Measurements were carried out in a one and a half stage subsonic turbine test facility at the engine relevant operating point approach. This work focuses on the study of the unsteady flow field downstream of an unshrouded low pressure turbine rotor. The influence on the upstream flow field of a TEC design including acoustically optimized vanes (Inverse cut-off TEC) is investigated and compared with a second TEC configuration without vanes (Vaneless TEC), by means of fast response aerodynamic pressure probe measurements. The second configuration served as a reference concerning the influence of TEGVs onto the upstream located LPT rotor.

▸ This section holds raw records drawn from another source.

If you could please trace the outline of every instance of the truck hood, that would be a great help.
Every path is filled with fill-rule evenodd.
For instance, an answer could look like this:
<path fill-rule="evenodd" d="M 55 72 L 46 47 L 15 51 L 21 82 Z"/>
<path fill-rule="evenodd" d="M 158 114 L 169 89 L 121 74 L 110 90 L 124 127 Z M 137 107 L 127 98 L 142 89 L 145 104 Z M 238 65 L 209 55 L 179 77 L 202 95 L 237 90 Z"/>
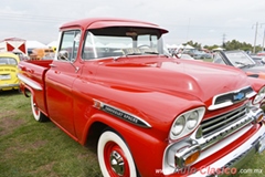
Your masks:
<path fill-rule="evenodd" d="M 157 91 L 187 100 L 192 96 L 206 105 L 216 94 L 247 86 L 242 71 L 200 61 L 131 58 L 99 65 L 96 77 L 108 86 Z"/>

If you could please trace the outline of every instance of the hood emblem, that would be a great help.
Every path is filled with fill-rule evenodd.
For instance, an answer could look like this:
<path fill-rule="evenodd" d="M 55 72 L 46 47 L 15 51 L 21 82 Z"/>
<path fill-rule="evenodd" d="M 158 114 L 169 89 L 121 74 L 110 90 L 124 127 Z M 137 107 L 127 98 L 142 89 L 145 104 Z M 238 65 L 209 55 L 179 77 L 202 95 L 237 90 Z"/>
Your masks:
<path fill-rule="evenodd" d="M 245 94 L 240 92 L 240 93 L 235 94 L 233 98 L 234 98 L 234 101 L 241 101 L 244 97 L 245 97 Z"/>

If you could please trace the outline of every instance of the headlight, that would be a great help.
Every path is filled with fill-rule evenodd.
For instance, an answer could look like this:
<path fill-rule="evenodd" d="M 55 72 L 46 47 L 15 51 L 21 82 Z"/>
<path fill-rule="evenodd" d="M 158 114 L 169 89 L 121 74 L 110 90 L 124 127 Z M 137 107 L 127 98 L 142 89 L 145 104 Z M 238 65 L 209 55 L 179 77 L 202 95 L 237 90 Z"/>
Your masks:
<path fill-rule="evenodd" d="M 199 107 L 179 115 L 171 126 L 170 138 L 177 139 L 193 132 L 200 124 L 204 113 L 205 107 Z"/>
<path fill-rule="evenodd" d="M 258 93 L 256 94 L 254 101 L 253 101 L 253 104 L 257 104 L 259 102 L 262 102 L 265 97 L 265 86 L 263 86 Z"/>
<path fill-rule="evenodd" d="M 186 118 L 184 116 L 180 116 L 172 126 L 172 135 L 178 136 L 182 133 L 186 126 Z"/>
<path fill-rule="evenodd" d="M 198 125 L 199 118 L 200 117 L 199 117 L 198 111 L 191 112 L 190 115 L 187 118 L 187 127 L 189 129 L 193 129 Z"/>

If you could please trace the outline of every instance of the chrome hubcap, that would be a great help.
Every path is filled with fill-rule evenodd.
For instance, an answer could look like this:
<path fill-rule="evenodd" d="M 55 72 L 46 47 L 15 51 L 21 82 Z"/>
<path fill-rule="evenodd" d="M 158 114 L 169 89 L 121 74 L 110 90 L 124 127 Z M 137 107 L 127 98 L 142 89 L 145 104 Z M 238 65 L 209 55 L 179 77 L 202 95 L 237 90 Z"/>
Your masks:
<path fill-rule="evenodd" d="M 113 170 L 117 175 L 119 175 L 119 176 L 124 175 L 124 171 L 125 171 L 124 158 L 116 150 L 112 152 L 112 154 L 110 154 L 110 165 L 112 165 Z"/>

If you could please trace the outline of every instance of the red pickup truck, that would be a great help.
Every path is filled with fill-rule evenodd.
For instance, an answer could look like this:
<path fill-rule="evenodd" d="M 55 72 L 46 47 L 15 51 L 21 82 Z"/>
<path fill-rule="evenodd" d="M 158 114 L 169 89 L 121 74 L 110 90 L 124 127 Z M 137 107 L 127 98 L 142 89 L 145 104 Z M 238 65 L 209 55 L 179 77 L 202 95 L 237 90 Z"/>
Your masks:
<path fill-rule="evenodd" d="M 34 118 L 96 140 L 106 177 L 235 174 L 264 149 L 264 87 L 237 69 L 169 56 L 167 32 L 125 19 L 65 23 L 54 60 L 19 63 Z"/>

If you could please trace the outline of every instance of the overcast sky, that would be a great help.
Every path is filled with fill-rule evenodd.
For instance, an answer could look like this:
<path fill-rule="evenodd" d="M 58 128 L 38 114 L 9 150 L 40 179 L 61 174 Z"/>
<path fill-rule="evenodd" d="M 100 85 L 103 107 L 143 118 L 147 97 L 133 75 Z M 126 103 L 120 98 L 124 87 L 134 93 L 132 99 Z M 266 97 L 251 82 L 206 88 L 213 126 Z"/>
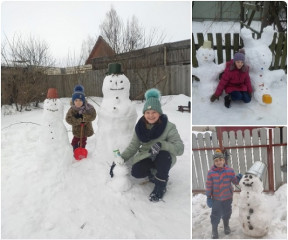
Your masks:
<path fill-rule="evenodd" d="M 1 39 L 15 33 L 46 41 L 61 62 L 78 54 L 88 35 L 98 36 L 99 25 L 111 6 L 126 22 L 135 15 L 146 30 L 156 27 L 165 42 L 191 37 L 190 1 L 1 1 Z"/>

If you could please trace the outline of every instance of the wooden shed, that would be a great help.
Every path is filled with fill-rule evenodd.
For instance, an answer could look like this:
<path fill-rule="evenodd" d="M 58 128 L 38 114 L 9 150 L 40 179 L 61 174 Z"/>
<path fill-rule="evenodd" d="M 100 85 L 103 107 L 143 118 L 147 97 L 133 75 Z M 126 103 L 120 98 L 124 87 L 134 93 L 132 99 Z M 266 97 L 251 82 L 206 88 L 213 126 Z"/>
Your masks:
<path fill-rule="evenodd" d="M 115 51 L 110 47 L 110 45 L 104 40 L 102 36 L 99 36 L 85 65 L 91 64 L 93 58 L 114 56 Z"/>

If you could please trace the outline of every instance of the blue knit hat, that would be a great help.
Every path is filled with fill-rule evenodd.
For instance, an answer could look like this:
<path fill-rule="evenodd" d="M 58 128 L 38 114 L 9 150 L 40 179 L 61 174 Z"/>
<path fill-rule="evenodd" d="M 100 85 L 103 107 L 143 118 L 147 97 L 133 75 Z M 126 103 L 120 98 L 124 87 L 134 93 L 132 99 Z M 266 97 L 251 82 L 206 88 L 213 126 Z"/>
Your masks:
<path fill-rule="evenodd" d="M 74 87 L 74 93 L 72 94 L 72 102 L 74 103 L 75 99 L 80 99 L 82 102 L 85 102 L 85 93 L 84 87 L 82 85 L 76 85 Z"/>
<path fill-rule="evenodd" d="M 144 104 L 143 113 L 147 110 L 154 110 L 158 112 L 160 115 L 163 114 L 160 104 L 160 97 L 161 93 L 156 88 L 151 88 L 146 91 L 145 93 L 145 99 L 146 102 Z"/>

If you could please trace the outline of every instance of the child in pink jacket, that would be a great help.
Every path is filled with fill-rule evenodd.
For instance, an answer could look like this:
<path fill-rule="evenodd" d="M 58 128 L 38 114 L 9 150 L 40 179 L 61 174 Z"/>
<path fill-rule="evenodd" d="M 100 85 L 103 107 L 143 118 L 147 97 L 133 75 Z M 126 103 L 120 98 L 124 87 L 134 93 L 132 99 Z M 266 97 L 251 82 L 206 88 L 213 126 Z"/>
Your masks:
<path fill-rule="evenodd" d="M 249 67 L 245 65 L 245 53 L 243 50 L 235 53 L 234 59 L 226 63 L 226 69 L 221 77 L 215 93 L 211 96 L 211 102 L 219 100 L 223 90 L 228 94 L 224 98 L 225 107 L 229 108 L 231 100 L 242 100 L 249 103 L 252 96 L 252 86 L 249 76 Z"/>

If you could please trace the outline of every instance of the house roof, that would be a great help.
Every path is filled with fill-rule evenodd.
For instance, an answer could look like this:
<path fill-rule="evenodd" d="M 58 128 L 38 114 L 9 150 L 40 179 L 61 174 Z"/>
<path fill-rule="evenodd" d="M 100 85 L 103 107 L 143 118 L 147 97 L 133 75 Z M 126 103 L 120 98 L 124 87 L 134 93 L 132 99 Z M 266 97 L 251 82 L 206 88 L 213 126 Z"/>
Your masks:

The interactions between the stator and rotor wakes, secondary flows and the turbine exit guide vanes potential effect are identified via modal decomposition according to the theory of Tyler and Sofrin. The main structures constituting the unsteady flow field are detected and the role of the major interaction effects in the loss generation mechanism and in the acoustic emission is analysed.
This study based on the modal analysis of the unsteady flow field offers new insight into the main interaction mechanisms and their importance in the assessment of the aerodynamic and aeroelastic performance of modern low pressure turbine exit casings.